The IND desks can be visited for urgent matters by appointment only up to and including 28 April. You can only make an appointment at an IND desk to collect your first regular residence document. The condition for this is that you have travelled to the Netherlands with a Provisional Residence Permit (mvv). And that you need a residence document for example to apply for health insurance, or to register in the Personal Records Database (BRP) at your town hall (gemeente). Does this apply to you? Make an appointment to visit an IND desk by calling the IND's information line at 088 043 0430 (standard charges apply). From abroad, please call +31 88 043 0430. You cannot make this appointment online.

The scrapping

Ok, enough talking, let's see some code.

  1. We are gonna need to import a few modules:
import requests
from bs4 import BeautifulSoup
import subprocess

requests is used to get the data from the page, BeautifulSoup is used to parse the data and subprocess is used to launch the notify-send command from within Python.

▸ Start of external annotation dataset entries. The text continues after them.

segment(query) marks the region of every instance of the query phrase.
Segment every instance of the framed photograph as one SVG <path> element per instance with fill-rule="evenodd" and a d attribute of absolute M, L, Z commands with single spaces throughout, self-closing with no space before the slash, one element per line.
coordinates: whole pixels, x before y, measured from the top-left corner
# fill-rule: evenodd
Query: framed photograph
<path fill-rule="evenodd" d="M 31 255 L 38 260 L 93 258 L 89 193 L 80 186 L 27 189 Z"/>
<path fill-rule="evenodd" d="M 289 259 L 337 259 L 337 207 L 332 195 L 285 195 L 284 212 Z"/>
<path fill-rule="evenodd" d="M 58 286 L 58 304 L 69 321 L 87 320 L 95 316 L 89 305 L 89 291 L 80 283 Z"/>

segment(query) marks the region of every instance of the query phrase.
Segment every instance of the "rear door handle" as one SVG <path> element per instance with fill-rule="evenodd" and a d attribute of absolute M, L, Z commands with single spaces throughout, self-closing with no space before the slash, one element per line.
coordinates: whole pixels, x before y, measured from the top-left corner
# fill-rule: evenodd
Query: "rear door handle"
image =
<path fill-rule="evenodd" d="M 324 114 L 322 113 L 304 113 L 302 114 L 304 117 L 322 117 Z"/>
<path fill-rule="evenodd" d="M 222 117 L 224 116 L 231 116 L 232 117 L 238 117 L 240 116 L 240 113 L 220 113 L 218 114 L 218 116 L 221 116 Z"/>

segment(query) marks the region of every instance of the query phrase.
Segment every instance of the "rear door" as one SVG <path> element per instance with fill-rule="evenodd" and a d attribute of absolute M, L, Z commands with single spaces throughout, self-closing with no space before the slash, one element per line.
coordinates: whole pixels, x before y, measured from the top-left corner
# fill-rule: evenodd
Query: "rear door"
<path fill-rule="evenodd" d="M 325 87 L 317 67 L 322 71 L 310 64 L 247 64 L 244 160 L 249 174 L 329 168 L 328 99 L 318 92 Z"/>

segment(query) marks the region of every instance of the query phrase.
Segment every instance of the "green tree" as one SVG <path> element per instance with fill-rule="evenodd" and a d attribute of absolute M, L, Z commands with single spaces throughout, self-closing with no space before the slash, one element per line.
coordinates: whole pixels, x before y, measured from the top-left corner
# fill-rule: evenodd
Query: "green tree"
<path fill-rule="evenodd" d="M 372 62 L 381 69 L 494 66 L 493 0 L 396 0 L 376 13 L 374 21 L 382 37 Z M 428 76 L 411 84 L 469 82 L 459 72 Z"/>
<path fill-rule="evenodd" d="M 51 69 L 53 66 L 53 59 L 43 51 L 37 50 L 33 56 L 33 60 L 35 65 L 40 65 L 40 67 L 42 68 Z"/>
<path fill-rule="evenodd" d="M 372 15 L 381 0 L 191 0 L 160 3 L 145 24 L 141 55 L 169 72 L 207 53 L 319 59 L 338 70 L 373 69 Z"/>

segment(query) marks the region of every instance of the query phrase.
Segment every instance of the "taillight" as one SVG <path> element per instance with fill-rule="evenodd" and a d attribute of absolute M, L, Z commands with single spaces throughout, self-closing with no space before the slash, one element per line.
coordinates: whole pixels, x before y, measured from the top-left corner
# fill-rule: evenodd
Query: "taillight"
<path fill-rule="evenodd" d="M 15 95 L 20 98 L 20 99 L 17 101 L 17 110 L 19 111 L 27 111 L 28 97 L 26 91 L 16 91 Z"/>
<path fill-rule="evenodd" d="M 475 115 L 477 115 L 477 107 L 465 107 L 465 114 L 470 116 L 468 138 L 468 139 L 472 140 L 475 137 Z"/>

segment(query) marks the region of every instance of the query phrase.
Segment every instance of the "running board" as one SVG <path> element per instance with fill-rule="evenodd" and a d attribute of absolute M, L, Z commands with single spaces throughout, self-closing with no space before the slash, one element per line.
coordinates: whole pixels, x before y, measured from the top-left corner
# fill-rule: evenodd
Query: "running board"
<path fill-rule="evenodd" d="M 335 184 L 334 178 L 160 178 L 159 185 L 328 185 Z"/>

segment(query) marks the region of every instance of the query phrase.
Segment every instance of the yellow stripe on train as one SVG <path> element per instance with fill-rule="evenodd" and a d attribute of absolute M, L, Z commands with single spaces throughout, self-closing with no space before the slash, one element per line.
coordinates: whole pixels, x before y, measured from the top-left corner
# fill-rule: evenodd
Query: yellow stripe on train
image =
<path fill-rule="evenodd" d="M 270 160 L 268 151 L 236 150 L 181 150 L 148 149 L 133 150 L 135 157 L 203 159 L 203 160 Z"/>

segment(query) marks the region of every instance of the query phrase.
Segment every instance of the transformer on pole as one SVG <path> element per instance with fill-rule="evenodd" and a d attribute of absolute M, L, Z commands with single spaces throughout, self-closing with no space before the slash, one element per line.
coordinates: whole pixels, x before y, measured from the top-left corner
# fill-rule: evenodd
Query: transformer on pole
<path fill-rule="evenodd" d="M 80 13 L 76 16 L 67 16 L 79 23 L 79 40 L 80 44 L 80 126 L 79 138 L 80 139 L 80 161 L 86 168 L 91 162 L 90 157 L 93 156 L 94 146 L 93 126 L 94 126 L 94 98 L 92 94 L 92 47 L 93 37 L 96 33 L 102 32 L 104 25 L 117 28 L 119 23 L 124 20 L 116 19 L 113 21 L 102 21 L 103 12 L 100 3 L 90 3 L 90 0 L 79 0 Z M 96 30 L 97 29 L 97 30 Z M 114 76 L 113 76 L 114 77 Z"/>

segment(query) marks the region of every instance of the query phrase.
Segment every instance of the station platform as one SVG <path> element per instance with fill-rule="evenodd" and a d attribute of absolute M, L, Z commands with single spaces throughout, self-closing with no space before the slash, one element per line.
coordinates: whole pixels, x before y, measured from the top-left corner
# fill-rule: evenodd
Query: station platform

  1. Next, we fetch the website data.
url = 'https://ind.nl/en/Pages/Making-an-appointment-online.aspx'
response = requests.get(url)

if response.status_code == 200:
    process_website(response)
else:
    subprocess.Popen(["/usr/bin/notify-send", "-u", "critical", "IND site offline"])

Here we are testing to see if the website's data and check to see that it returned OK (200). If so, we scrape the page in search for our message.

  1. At this point, I had to make a choice. Should I look for the message anywhere on the page, or should I look for it at the location that it currently resides. I decided to go for the latter route because if the message changed place, there might be something important that had been added to the page.

Here is a sample of the HTML from the page, which contains the message we want:

<strong class="ms-rteBackColor-4">
    The IND desks can be visited for urgent matters by appointment only up to and including&#160;28 April. 
    You&#160;can only make an appointment at an IND desk to collect&#160;your first regular residence document.
    The condition for this is that you have travelled to the Netherlands with a Provisional Residence Permit (mvv).
    And that you need a residence document for example to apply for health insurance, or to register in the Personal Records Database (BRP) at your town hall (gemeente). 
    Does this apply to you? Make an appointment to visit an IND desk by calling the IND's information line at 088 043 0430 (standard charges apply).
    From abroad, please call +31 88 043 0430. You cannot make this appointment
        <strong class="ms-rteBackColor-4"> online. </strong>
 </strong>

Let's have a look at the implementation of process_website.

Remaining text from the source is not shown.